Wheel alignment

Monday, 28 September 2020

The KTM 790 at 18 months - a progress report

 

A hooligan machine if  ever there was one!

An IAM friend of mine who has owned multiple European and Japanese bikes recently said, "There is a special corner of Hell reserved for MV and Moto Guzzi owners who can expect the full dealer workshop maintenance experience".  It was a tongue in cheek retort to someone he knew questioning the reliability of KTM's.  Indeed, several of my friends formed the shape of a cross with their fingers when I announced the intent to buy a Duke 790.  I guess that it's a widely held belief with some substance that Japanese bikes are generally more reliable than European or American ones but what's it really been like to own the 790 since March 2019?

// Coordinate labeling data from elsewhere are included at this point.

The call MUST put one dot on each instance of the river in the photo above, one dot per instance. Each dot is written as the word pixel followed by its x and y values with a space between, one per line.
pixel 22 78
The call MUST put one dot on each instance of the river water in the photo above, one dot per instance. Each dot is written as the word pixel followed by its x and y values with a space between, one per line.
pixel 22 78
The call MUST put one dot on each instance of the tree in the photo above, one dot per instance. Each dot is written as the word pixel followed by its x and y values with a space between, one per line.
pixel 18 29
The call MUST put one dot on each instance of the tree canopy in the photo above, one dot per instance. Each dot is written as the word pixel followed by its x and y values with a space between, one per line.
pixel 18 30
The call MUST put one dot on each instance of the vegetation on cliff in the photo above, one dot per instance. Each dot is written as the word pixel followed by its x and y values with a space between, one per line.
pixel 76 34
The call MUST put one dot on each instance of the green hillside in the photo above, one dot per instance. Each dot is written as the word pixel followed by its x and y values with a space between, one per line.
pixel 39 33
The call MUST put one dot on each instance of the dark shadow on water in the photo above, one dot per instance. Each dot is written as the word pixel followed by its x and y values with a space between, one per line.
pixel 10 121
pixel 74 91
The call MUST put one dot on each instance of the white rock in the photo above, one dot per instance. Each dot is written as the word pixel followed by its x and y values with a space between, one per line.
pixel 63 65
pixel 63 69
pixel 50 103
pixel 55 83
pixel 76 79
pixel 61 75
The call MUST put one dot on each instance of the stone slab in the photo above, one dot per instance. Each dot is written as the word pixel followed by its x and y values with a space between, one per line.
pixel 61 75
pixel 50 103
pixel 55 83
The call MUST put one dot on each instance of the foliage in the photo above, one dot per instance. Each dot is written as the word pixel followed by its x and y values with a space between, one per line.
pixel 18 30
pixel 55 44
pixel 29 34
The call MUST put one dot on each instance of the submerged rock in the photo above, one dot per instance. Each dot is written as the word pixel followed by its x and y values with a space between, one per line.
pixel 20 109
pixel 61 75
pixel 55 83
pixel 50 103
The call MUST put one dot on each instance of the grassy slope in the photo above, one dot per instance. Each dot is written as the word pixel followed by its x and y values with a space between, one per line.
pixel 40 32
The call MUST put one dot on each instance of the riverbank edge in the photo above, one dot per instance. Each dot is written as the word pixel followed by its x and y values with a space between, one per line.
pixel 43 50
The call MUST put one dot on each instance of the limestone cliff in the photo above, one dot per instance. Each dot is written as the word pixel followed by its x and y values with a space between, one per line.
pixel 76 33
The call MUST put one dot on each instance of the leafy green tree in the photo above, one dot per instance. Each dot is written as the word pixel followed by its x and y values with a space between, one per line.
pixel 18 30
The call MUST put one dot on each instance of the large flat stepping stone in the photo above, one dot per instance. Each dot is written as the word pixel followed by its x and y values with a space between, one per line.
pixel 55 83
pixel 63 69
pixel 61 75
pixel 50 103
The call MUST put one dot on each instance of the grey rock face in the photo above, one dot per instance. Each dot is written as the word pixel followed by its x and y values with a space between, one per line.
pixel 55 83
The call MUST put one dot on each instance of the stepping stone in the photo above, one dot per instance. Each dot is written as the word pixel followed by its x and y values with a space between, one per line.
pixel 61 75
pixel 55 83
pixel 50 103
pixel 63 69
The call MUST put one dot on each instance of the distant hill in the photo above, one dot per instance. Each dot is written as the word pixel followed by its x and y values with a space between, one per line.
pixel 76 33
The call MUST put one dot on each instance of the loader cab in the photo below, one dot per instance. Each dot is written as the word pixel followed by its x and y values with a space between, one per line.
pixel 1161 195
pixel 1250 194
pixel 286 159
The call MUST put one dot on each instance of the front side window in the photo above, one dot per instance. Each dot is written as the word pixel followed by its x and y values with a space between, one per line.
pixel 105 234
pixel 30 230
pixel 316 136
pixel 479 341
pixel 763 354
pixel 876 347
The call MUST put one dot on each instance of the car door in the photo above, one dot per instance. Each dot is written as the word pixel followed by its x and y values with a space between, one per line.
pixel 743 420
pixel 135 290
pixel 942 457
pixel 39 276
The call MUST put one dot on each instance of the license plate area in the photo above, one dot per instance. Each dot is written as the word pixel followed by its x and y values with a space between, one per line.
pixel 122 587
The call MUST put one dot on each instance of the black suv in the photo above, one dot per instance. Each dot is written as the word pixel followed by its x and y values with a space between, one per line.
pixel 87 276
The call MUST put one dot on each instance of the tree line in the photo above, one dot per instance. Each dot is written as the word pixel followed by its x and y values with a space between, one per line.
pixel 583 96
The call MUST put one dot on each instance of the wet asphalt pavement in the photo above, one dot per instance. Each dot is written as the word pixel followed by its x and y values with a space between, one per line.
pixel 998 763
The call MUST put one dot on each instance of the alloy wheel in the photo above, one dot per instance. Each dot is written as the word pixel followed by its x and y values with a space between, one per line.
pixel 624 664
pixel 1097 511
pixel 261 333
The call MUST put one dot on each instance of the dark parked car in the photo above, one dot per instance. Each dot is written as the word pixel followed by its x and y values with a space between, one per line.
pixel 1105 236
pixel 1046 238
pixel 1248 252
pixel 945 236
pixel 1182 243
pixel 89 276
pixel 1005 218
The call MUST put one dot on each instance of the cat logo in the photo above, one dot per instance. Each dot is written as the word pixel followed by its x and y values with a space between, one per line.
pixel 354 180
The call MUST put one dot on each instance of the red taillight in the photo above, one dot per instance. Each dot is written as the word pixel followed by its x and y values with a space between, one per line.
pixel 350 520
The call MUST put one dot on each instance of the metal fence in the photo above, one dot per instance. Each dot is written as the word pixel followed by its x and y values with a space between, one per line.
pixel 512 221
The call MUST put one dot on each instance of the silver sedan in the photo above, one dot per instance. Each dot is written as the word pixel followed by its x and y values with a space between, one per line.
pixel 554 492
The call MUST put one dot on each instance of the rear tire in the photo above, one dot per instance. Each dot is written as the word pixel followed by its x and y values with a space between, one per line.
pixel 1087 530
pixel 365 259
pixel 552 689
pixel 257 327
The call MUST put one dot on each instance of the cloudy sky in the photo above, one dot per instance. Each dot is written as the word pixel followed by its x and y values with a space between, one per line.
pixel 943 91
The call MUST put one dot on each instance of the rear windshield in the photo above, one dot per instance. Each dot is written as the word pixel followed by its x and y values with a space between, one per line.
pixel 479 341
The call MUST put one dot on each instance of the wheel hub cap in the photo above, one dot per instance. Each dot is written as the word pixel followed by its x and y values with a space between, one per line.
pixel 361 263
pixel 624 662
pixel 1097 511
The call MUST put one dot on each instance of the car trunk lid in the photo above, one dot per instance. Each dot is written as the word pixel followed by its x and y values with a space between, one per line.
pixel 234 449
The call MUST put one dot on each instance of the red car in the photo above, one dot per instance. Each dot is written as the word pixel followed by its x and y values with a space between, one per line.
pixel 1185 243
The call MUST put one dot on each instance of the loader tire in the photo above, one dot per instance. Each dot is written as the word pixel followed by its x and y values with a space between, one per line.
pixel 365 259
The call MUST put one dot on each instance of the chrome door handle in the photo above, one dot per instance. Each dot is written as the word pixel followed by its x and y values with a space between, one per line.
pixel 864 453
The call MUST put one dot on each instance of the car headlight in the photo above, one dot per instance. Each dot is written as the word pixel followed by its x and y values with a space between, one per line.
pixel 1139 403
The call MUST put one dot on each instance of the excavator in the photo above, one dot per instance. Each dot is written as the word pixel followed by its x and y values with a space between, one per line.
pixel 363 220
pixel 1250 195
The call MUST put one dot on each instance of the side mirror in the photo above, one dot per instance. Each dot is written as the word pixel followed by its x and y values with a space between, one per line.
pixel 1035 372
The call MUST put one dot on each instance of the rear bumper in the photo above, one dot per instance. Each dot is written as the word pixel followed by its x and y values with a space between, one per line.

Let's start by saying that I was aware that KTM's had a bit of a mixed reputation before I bought one but the test ride was so exhilarating (HERE) that I just had to own one.  I've rarely laughed out loud inside my helmet but I did multiple times on that day. 

RS 10 hypersport tyres on the demo bike taking a hiding on coarse road chip

The 1500 km review with all the early accessory purchases is HERE and there have been multiple other posts about various bits and pieces.  However, after 18 months ownership and 15,000 km, I thought it might be useful to pull together some thoughts about real life ownership over that time.  The distance covered ought to have been nearly twice that, but that's what C-19 and two eye surgeries do for you!

I needed a bike which had good performance plus excellent handling more than outright power and speed because of where I live in the countryside and also my IAM work.  It needed to be light because of my age - 73 next month for a bit of future-proofing and it's filled the bill perfectly.  Leaving aside all the rational reasons, I also wanted a bike which had a bit of "mongrel" in it! 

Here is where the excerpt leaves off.